I haven't been back to my guru's ashram in several years. I get the shakes when I go. Honestly, I do. I sweat. Besides, my mosque is homophobic. I would be betraying too many friends and principles to return. But even if I could, I don't think I would do so.
No, I'm trying to live a life on what both my guru and Walt Whitman called "the open road." It isn't easy these days. Lots of storm-wind branches and other forms of debris litter it or long stretches of it spend weeks in submersion. The bars where I could take refuge are all showing sporting events or superhero movies. So I take refuge in my home, practicing a meager half hour of Zikr nightly, and trying to manage late-life penury.

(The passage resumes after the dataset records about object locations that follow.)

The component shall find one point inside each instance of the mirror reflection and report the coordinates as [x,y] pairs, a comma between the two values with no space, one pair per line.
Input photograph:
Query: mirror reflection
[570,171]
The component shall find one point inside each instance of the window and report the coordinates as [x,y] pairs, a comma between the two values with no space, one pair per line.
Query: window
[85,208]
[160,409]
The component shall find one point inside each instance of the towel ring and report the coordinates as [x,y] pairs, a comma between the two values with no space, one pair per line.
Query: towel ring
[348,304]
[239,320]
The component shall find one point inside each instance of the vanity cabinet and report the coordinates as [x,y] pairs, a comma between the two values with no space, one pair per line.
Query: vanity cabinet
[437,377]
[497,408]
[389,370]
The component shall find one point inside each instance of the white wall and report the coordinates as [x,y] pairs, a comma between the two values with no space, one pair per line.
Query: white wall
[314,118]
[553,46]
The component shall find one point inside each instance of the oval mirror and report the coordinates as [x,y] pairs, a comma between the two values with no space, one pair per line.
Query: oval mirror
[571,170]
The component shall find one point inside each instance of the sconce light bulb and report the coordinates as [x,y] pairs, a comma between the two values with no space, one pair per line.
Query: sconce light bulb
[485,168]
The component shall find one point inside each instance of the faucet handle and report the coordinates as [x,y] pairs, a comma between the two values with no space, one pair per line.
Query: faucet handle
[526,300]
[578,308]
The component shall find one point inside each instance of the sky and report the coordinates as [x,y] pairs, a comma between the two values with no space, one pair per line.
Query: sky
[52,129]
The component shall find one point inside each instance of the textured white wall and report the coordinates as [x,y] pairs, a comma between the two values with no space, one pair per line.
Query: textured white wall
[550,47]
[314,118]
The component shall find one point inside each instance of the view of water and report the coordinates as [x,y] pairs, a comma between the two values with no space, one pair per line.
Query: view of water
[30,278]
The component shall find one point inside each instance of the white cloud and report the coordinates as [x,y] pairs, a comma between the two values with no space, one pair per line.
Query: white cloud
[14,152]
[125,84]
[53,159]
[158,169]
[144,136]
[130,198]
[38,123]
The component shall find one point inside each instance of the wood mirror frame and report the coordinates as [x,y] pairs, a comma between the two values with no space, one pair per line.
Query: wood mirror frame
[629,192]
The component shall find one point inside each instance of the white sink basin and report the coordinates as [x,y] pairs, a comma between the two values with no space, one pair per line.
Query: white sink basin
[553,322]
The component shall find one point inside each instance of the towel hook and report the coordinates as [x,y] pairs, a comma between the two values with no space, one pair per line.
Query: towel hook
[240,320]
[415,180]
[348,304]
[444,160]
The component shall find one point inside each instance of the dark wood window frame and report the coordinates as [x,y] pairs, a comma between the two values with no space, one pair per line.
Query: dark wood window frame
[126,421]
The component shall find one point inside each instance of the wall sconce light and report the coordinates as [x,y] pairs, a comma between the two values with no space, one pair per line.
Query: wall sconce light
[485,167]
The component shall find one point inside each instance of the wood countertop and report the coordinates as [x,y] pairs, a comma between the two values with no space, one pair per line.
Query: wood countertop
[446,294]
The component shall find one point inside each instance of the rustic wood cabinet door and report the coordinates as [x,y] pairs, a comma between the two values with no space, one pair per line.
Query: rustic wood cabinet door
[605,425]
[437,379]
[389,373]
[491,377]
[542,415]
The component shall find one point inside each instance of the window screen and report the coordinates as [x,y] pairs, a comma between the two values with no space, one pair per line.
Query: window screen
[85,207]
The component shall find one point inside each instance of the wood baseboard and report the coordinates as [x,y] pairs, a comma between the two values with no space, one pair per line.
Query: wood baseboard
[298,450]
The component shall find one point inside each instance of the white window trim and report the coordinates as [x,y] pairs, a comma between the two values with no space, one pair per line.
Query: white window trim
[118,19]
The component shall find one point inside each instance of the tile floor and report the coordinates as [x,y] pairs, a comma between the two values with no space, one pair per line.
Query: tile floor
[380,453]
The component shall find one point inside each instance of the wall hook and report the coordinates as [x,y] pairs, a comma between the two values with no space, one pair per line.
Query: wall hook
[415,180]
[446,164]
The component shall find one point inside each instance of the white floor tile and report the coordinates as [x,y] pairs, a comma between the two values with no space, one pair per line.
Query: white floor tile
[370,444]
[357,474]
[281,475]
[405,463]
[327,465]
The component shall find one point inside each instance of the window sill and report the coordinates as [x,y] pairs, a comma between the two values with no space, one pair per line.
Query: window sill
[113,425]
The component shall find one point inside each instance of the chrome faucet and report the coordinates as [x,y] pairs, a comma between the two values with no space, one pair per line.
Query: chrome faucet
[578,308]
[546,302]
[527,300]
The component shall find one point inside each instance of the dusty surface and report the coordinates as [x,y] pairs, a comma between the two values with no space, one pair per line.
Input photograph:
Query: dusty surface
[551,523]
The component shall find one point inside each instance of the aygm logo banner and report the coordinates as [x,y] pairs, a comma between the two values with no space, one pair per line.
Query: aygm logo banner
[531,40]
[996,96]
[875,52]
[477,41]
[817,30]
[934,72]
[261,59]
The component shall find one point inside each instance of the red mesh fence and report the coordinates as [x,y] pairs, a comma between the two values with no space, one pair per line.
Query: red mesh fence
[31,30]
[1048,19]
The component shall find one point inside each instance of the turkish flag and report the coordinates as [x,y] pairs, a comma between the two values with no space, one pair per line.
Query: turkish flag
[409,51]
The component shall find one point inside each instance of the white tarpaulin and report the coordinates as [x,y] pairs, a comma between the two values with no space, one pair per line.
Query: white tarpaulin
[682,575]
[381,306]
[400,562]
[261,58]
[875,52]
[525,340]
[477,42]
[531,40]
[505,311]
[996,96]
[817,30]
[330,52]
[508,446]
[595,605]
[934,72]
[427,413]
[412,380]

Leonard Cohen has been very helpful in conducting this stay-at-home, shut-in life. It is he who helped me realize what Christ meant when he said “Blessed are the poor in spirit, for they shall inherit the kingdom of heaven.” He is talking about the spiritually battered like Cohen who continue to “serve” against all reason. “You want it darker,” he sings, Hineni, hineni / I'm ready, my lord.”
Service for me is to fight for reason and against religion to preserve a collective, expansive consciousness in which all are welcome (except the predators). I don’t need a one-size-fits-all spirituality. I realize I am “poor in spirit” and try to make do with my fevered thoughts. Reason is a seasoned bitch. Thank God! Occasionally, I peek in on my inner Isaac, who has forgiven me my wayward moment on the mountain and even tells my friends that the man with the dagger in the air pictured in my Yearbook doesn’t look a bit like me. “Don’t go so easy,” I always tell him later. “You were just following orders,” he answers, “like every other father I know.”